Timbuktu, die Oasenstadt, die in den letzten Jahren Schlagzeilen machte, weil sie zwischen Tuareg und den Ansar Dine umkämpft und zum Spielball eines furchtbaren Bürgerkriegs wurde, war einst eine glanzvolle Wüstenmetropole, die größte und bedeutendste Stadt des afrikanischen Reiches der Songhai, das im 15. und 16. Jahrhundert gigantische Ausmaße hatte und sich über mindestens ein halbes Dutzend heutiger afrikanischer Staaten erstreckte. Timbuktu war ein Hort der Kultur, der Kunst und afrikanischer Machtentfaltung, die man bis heute in Europa zumeist nicht zur Kenntnis nimmt, verbindet man mit Afrika doch leider oftmals nur Armut und Entwicklungsrückstände. Tatsächlich war Timbuktu für die damalige Zeit auch nach mitteleuropäischen Maßstäben eine bedeutende Großstadt, deren Größe vermutlich bis zu 25.000 Einwohner betrug, größer als die meisten Städte in Mitteleuropa. Eher ins Reich der Legende gehören Vermutungen, dass Tibuktu damals womöglich mehr als 100.000 Einwohner gehabt haben könnte, vollkommen auszuschließen ist es aber nicht.

Timbuktu wurde zum Mittelpunkt des Geisteslebens im Reich der Songhai, es gab zahlreiche Koranschulen, von denen mindestens eine mit einer mittelalterlichen Universität vergleichbar war. Nicht umsonst wurde die scheinbar unermesslich reiche Stadt in Afrika im heutigen Mali zu einem Ort der Sehnsucht anderer afrikanisch-arabischer Potentaten und der Europäer, zu einem Ort, an dem man im Rahmen kolonialer Expansion Reichtümer zu gewinnen hoffte, die dort gehandelt wurden: Gold, Elfenbein, Pfeffer, Leder, Moschus...

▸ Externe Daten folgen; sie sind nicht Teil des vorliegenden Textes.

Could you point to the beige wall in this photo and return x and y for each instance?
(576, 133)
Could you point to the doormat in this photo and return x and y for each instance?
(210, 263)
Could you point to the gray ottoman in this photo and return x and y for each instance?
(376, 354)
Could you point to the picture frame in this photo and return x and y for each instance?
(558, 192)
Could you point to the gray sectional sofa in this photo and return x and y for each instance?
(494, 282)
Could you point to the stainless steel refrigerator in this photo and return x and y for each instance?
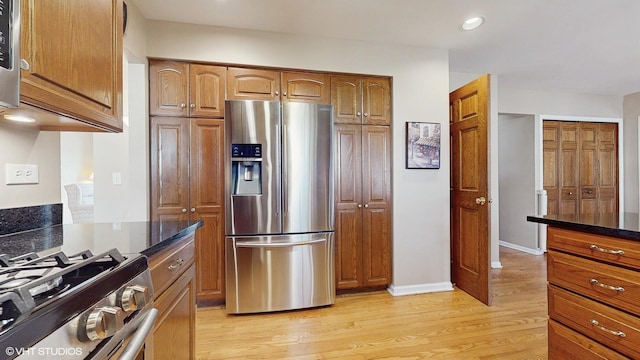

Was hat das alles mit L‘Artisans Timbuktu zu tun?

Zunächst einmal gehe ich davon aus, dass Düfte nicht ganz zufällig sprechende Namen tragen. Zumeist verbindet sich mit einer Bezeichnung eine Konnotation, entstehen Assoziationen, die uns neugierig machen sollen auf den Duft, natürlich auch Teil des Marketingkonzepts sind: letztlich aber legitim, notwendig und manchmal sogar im Sinne der Abrundung eines Gesamtkunstwerks. Und ein Gesamtkunstwerk ist Timbuktu für mich allemal. Neugierig gemacht hat mich zunächst aber nicht der Name, sondern Luca Turin, der in seinen Publikationen immer wieder auf Timbuktu hinweist. Der berühmteste Parfümkritiker sieht in Timbuktu gar einen der zehn besten Herrendüfte (oder Unisex-Düfte, je nach der eigenen Perspektive), ordnet ihm aber Attribute wie leise und dezent zu und erinnert sich gar, das Potential dieses Duftes zunächst gar nicht erkannt zu haben.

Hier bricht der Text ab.